Детство, в какой дали эти годы, а помнится – как вчерашняя явь!
Вспомнилось ему еще одно – давняя, давняя встреча, тоже вот здесь, у мостика, с босым мальчишкой лет десяти, сидевшим неподвижно, в бессилии и каком-то тупом оцепенении, даже не поднявшим головы на звук шагов Петра Васильевича по бревенчатому настилу. Было это в начале лета недоброго сорок седьмого года, оставшегося на сердце такой же тяжкой памятью, как и минувшая война. В сорок шестом весь урожай спалила засуха. Но настоящий голод жители деревни почувствовали на другой год, к весне, когда подъели все скудные, до последней возможности растягиваемые запасы. Как только подросла трава – стали печь лепешки из лебеды, крапивы и черт знает еще из чего, лишь бы обмануть желудок, сунуть жвачку в рот опухшим, с синевой на коже детишкам…
Как дня победы в годы войны – с таким же нетерпением в каждом доме, в каждой семье ждали нового урожая, нового хлеба.

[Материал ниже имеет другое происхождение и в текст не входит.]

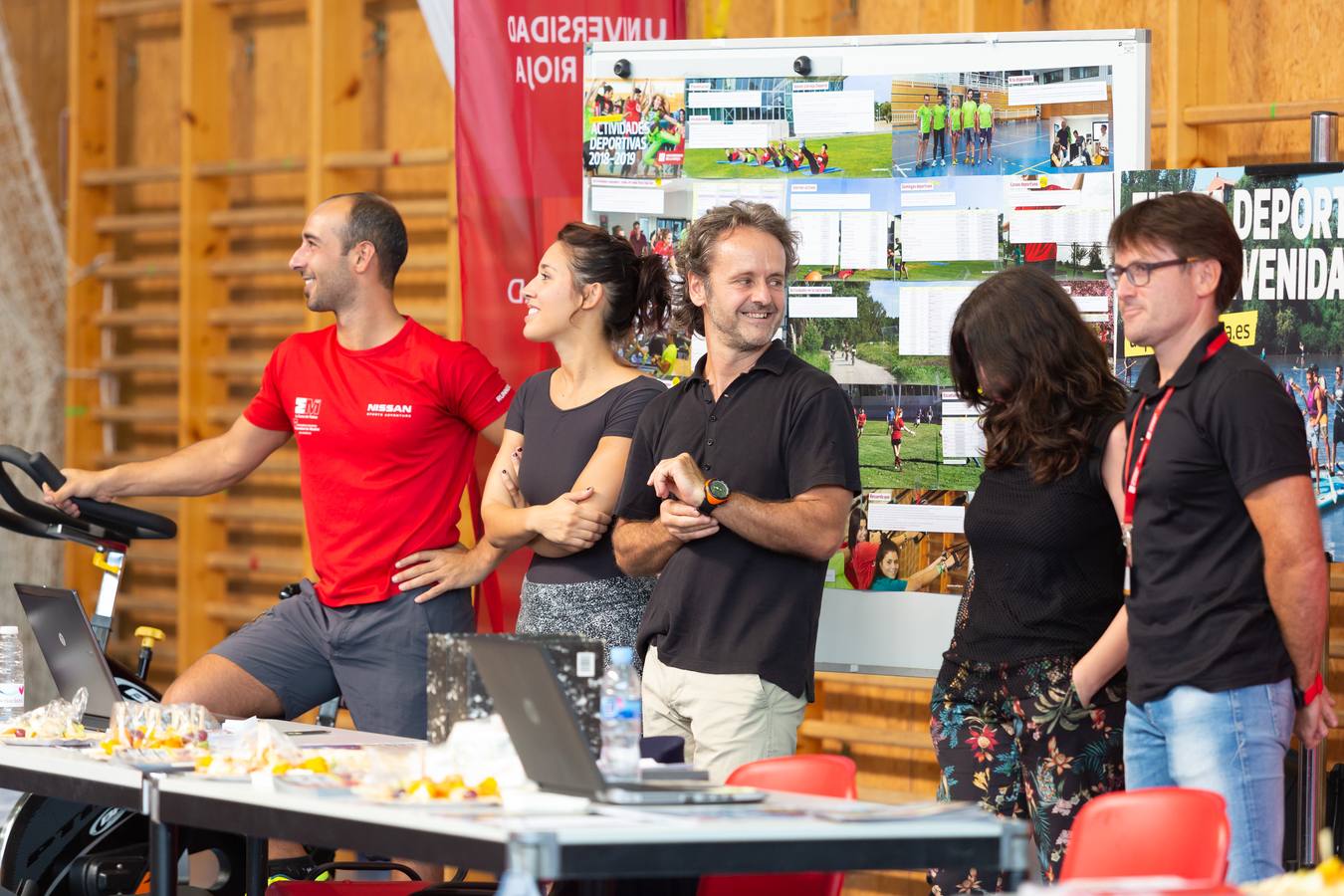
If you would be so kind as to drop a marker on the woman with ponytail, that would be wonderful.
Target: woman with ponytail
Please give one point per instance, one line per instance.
(588, 296)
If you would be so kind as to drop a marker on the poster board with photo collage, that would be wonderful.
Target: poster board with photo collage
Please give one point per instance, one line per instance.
(911, 166)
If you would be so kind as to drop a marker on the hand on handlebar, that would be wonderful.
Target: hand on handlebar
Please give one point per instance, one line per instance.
(80, 484)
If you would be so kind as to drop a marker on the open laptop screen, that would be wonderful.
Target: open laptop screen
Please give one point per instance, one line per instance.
(72, 652)
(541, 723)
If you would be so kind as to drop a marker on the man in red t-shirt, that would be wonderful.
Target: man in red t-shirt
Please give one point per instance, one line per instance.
(384, 415)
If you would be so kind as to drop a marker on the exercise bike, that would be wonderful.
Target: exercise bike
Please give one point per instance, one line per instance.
(53, 846)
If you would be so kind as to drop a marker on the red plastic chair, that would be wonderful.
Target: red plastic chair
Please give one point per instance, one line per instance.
(1175, 831)
(818, 776)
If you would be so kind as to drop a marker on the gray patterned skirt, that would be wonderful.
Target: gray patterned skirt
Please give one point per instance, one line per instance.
(607, 610)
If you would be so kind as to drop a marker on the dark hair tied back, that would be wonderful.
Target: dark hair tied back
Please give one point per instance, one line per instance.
(638, 296)
(1047, 381)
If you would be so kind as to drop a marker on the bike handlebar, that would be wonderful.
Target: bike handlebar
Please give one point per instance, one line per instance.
(117, 520)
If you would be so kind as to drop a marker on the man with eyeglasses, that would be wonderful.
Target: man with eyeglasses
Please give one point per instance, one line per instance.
(1228, 584)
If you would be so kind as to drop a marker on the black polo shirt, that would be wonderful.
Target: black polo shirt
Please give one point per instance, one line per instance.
(1199, 611)
(722, 603)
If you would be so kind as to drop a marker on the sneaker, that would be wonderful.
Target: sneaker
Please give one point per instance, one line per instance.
(296, 868)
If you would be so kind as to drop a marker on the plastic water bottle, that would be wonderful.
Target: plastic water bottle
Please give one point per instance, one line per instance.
(622, 714)
(11, 673)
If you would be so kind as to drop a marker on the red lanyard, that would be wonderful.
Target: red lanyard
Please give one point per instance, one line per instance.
(1132, 485)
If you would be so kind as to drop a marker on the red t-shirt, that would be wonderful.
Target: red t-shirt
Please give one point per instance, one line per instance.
(386, 442)
(862, 567)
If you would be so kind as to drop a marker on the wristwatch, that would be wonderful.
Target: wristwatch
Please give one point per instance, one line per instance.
(1302, 699)
(715, 492)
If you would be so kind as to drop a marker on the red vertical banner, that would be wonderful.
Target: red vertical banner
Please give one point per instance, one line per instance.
(519, 68)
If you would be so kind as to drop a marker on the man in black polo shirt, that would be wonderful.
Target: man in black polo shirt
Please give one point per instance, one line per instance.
(737, 491)
(1228, 608)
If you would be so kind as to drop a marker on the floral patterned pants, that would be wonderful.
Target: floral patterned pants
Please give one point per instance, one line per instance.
(1016, 739)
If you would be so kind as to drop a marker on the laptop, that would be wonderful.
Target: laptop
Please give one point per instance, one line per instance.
(72, 652)
(550, 743)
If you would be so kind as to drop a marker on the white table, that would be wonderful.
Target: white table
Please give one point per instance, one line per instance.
(667, 842)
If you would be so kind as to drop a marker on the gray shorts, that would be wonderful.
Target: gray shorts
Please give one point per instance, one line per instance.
(372, 654)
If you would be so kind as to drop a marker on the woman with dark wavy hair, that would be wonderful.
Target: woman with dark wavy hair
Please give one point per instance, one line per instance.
(590, 293)
(1029, 702)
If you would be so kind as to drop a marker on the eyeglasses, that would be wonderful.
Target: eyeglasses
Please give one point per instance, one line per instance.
(1140, 273)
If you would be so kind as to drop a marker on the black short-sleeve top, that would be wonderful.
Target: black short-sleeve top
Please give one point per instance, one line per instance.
(557, 446)
(1199, 610)
(1048, 560)
(725, 604)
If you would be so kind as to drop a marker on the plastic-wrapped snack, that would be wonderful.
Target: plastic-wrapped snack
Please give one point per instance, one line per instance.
(257, 750)
(150, 726)
(57, 720)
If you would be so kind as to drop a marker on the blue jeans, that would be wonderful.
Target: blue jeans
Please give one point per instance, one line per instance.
(1230, 742)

Петра Васильевича – тогда его еще редко кто так называл, он был еще просто Петрухой, Петькой Махоткиным – райсобес вызвал на перекомиссию.
Доехать было не на чем, какой тогда транспорт ходил по районным дорогам? Он отправился рано утром пешком. Тая положила ему в холщовый мешочек кусок хлеба своей выпечки и литровую бутылку молока, – на весь день, до возвращения домой. В семьях трактористов кой-какой хлебушек еще водился.

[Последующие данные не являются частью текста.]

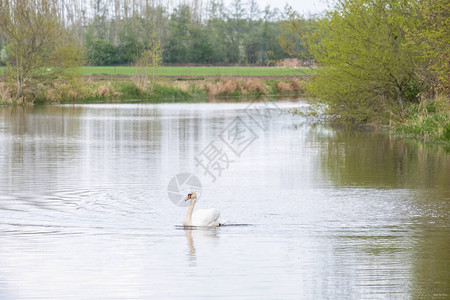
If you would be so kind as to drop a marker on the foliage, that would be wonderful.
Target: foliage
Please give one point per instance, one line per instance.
(147, 64)
(39, 49)
(199, 71)
(374, 56)
(429, 119)
(237, 34)
(430, 33)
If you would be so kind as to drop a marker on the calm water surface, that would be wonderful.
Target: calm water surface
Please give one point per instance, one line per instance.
(326, 214)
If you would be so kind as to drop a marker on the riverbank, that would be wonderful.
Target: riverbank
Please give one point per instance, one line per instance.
(89, 90)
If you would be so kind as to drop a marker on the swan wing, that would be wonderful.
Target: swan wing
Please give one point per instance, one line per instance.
(205, 217)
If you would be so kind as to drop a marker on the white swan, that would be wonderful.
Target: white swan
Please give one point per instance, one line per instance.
(201, 217)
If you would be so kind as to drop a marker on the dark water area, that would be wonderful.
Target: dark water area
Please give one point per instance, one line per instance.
(313, 212)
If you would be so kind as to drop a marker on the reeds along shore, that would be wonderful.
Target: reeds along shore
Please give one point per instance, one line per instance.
(87, 90)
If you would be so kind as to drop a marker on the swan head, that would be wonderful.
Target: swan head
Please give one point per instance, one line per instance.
(192, 196)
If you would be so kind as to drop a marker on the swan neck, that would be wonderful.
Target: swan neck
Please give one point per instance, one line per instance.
(188, 221)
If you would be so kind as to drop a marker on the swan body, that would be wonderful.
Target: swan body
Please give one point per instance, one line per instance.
(201, 217)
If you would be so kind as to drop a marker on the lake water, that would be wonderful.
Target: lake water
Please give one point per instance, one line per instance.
(313, 212)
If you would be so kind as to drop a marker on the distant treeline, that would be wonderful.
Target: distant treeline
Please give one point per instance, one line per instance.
(196, 32)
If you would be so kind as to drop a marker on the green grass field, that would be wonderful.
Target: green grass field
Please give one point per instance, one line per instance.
(197, 71)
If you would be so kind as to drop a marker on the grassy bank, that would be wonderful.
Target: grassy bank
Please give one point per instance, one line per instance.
(82, 90)
(197, 71)
(428, 120)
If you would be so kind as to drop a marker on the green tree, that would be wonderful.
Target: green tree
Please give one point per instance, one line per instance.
(147, 65)
(430, 32)
(39, 48)
(367, 63)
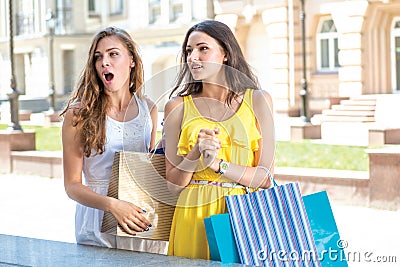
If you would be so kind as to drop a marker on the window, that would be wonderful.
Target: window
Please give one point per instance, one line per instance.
(154, 11)
(176, 10)
(114, 7)
(327, 46)
(24, 17)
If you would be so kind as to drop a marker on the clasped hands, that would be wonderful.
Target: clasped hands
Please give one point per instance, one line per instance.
(209, 145)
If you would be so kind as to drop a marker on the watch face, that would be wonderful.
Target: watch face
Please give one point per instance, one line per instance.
(224, 166)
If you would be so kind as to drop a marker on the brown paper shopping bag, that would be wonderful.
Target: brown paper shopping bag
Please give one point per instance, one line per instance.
(139, 178)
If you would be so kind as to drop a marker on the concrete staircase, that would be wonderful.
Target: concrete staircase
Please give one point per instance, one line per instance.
(348, 122)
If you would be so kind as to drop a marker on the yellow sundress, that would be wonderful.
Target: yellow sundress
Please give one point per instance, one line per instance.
(239, 138)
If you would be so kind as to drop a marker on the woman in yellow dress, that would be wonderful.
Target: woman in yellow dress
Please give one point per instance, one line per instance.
(219, 134)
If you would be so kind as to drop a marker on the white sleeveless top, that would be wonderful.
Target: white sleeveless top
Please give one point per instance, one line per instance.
(133, 135)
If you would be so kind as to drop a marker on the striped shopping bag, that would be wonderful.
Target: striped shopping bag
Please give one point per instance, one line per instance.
(271, 228)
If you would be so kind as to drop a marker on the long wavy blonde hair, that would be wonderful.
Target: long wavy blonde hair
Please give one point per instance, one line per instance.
(89, 101)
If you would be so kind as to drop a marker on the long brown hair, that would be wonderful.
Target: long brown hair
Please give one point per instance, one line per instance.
(90, 102)
(238, 73)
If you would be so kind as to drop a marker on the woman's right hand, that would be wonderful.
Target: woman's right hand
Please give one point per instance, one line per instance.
(130, 217)
(209, 145)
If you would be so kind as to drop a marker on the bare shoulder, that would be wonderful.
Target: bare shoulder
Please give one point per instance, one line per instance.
(150, 104)
(174, 103)
(70, 113)
(261, 98)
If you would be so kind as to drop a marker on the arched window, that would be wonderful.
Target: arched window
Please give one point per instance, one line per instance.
(327, 46)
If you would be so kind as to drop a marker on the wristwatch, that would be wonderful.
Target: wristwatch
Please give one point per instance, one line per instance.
(223, 167)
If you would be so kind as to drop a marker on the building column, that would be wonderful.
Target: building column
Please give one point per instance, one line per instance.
(349, 18)
(276, 26)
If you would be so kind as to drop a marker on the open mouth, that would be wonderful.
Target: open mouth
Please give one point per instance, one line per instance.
(196, 66)
(108, 76)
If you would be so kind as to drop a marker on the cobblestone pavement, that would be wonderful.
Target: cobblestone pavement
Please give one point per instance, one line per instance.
(37, 207)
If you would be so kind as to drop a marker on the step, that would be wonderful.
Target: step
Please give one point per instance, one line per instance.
(352, 102)
(348, 107)
(42, 163)
(351, 113)
(320, 118)
(342, 186)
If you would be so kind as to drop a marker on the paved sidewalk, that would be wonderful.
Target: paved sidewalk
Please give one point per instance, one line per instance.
(37, 207)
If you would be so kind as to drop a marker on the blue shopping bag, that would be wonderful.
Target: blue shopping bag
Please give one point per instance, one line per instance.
(271, 228)
(324, 230)
(221, 241)
(322, 223)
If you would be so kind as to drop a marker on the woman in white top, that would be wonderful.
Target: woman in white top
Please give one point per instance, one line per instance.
(107, 113)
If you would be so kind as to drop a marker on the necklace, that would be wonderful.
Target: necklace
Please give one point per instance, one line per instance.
(214, 118)
(118, 113)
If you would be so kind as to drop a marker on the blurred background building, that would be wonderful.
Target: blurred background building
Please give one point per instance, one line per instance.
(352, 47)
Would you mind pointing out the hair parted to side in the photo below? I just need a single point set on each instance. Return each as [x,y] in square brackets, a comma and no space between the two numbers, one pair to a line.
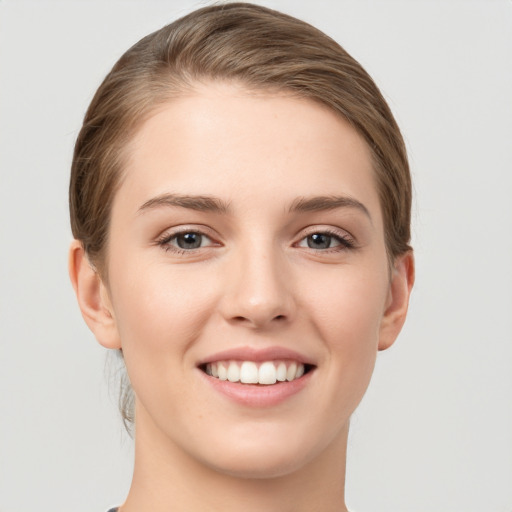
[260,49]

Шорхая по сухому грейдеру сношенными, еще солдатскими сапогами, с холщовой сумочкой в руке, Петр Васильевич в восьмом часу дошел до лощины и, спускаясь с той стороны к мостику, на этом боку, вот здесь, где он отдыхал сейчас, увидел сидящего мальчишку. Сначала он не всмотрелся, ну, мальчишка и мальчишка, мало ли их шатается, может, рыбу ловит, раков или ракушки, – в то лето многие спасались тем, что, натаскав черпаком речных ракушек, жарили их тут же, на листе кровельного железа, и ели, выколупывая мясо из горячих раковин, без соли, лишь бы набить живот.
Но в позе, фигуре мальчишки было что-то, останавливающее внимание: какая-то ненормальная застылая неподвижность.

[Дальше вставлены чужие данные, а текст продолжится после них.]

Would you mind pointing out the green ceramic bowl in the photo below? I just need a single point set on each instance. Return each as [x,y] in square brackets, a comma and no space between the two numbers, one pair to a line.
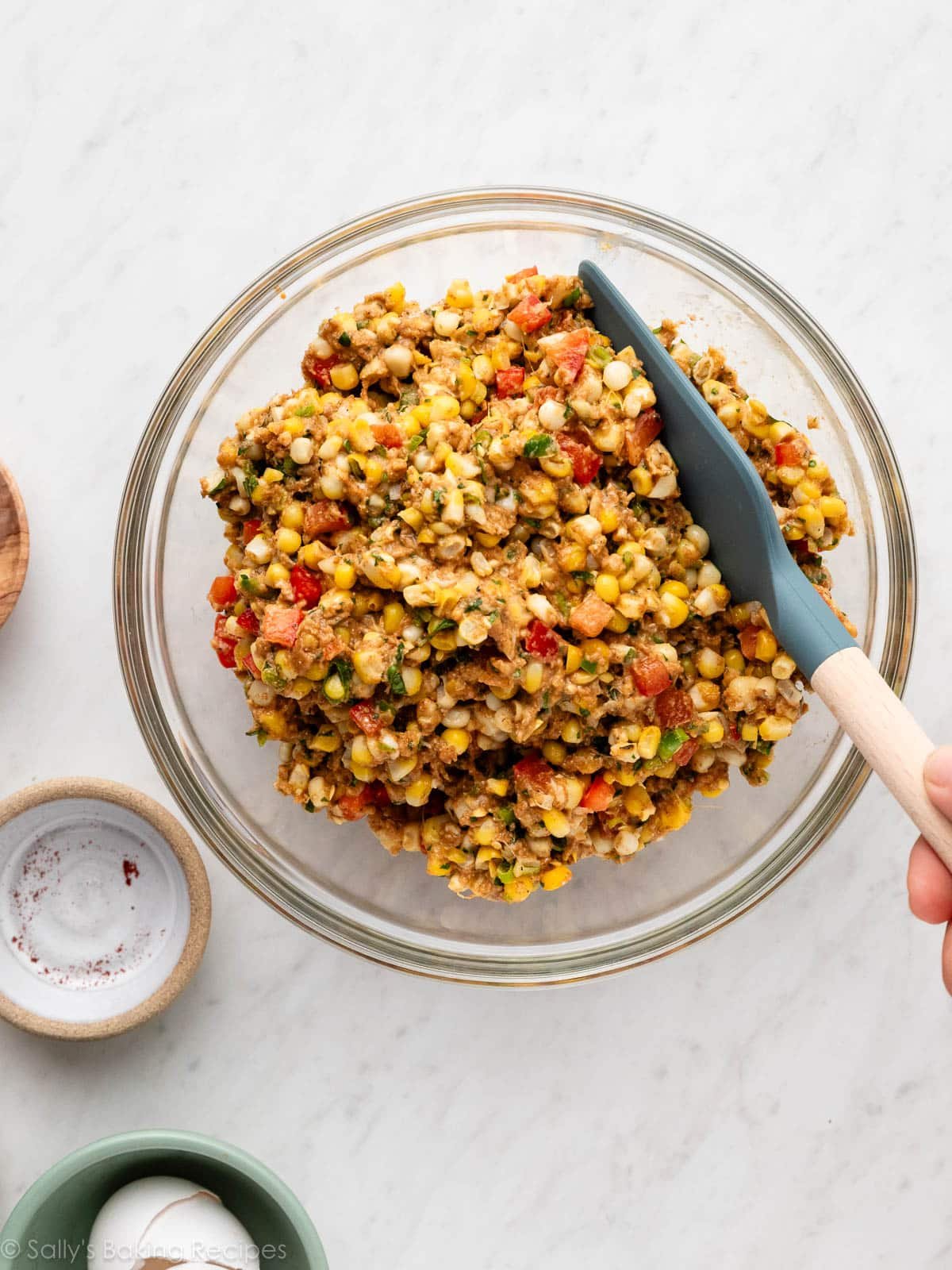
[55,1217]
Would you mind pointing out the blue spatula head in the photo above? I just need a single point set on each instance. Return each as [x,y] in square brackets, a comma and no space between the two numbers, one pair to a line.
[723,491]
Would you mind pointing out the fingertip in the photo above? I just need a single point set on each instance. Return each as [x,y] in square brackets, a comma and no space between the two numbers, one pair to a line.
[930,886]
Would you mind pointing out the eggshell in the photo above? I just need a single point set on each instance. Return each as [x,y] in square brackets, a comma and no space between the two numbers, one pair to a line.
[127,1214]
[201,1230]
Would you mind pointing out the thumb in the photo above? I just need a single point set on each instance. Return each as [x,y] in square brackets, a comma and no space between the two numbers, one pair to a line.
[939,779]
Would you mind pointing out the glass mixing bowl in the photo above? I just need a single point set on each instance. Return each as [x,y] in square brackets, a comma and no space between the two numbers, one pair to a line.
[336,882]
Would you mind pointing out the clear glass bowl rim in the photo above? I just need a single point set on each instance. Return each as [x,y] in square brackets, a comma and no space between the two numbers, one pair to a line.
[132,638]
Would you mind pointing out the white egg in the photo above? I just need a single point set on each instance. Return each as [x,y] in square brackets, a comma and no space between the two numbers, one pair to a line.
[200,1230]
[126,1216]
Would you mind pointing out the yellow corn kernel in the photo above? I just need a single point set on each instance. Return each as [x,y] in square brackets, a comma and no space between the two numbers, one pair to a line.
[518,889]
[344,376]
[418,791]
[294,516]
[334,689]
[556,876]
[395,298]
[608,520]
[413,679]
[833,508]
[782,667]
[710,664]
[638,802]
[673,611]
[809,488]
[676,813]
[457,738]
[766,647]
[556,822]
[393,616]
[444,641]
[444,406]
[274,724]
[774,728]
[533,677]
[486,854]
[344,575]
[607,588]
[812,520]
[313,554]
[460,294]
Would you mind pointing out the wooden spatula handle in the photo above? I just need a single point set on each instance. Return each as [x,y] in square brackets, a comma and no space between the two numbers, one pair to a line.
[886,736]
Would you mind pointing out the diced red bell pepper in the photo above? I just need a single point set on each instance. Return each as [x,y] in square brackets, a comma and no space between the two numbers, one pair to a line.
[539,641]
[687,752]
[352,806]
[509,381]
[222,643]
[531,314]
[585,461]
[222,592]
[790,454]
[306,586]
[317,368]
[533,770]
[568,352]
[389,433]
[325,516]
[673,708]
[651,676]
[366,717]
[748,641]
[640,433]
[598,795]
[281,624]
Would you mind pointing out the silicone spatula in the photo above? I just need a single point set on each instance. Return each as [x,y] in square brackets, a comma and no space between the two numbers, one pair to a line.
[725,495]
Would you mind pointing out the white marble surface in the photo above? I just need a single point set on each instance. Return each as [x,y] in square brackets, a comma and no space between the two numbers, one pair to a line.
[776,1096]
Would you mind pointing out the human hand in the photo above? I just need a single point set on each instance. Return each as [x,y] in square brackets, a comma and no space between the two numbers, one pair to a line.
[928,880]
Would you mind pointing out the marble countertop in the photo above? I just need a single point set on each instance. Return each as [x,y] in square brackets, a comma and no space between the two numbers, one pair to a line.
[776,1095]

Петр Васильевич, перейдя мостик, не смог пройти мимо, окликнул:
– Эй!
Мальчишка не пошевелился. Подогнув под себя босые ноги, выставив черные, заскорузлые пятки, он сидел криво, свалившись на бок, опираясь одной рукой о землю; не спал, глаза его были открыты, смотрели – уныло, остановленно – на текущую воду.
Петр Васильевич сошел с дороги, приблизился к мальчишке. Он был не бобылевский – неизвестный, чужой.
– Чего сидишь-то? Ты чей, откуда?
Не поднимая головы, мальчишка невнятно, чуть слышно отозвался:
– С Катуховки…
– Заболел, что ль? Куда идешь?
Мальчишка не отвечал. На стриженой голове торчком торчали отросшие уже на палец, светлые, добела выгоревшие в кончиках волосы, закручиваясь на самой макушке спиралью, вокруг просвечивающего темечка; шея была грязна, грязны уши, рубашка – старая, заношенная, неопределенного цвета, штаны – мешковинные, обтерханные понизу в бахрому. Он выглядел беспризорником, только они такие запаршивевшие, неухоженные, неумытые.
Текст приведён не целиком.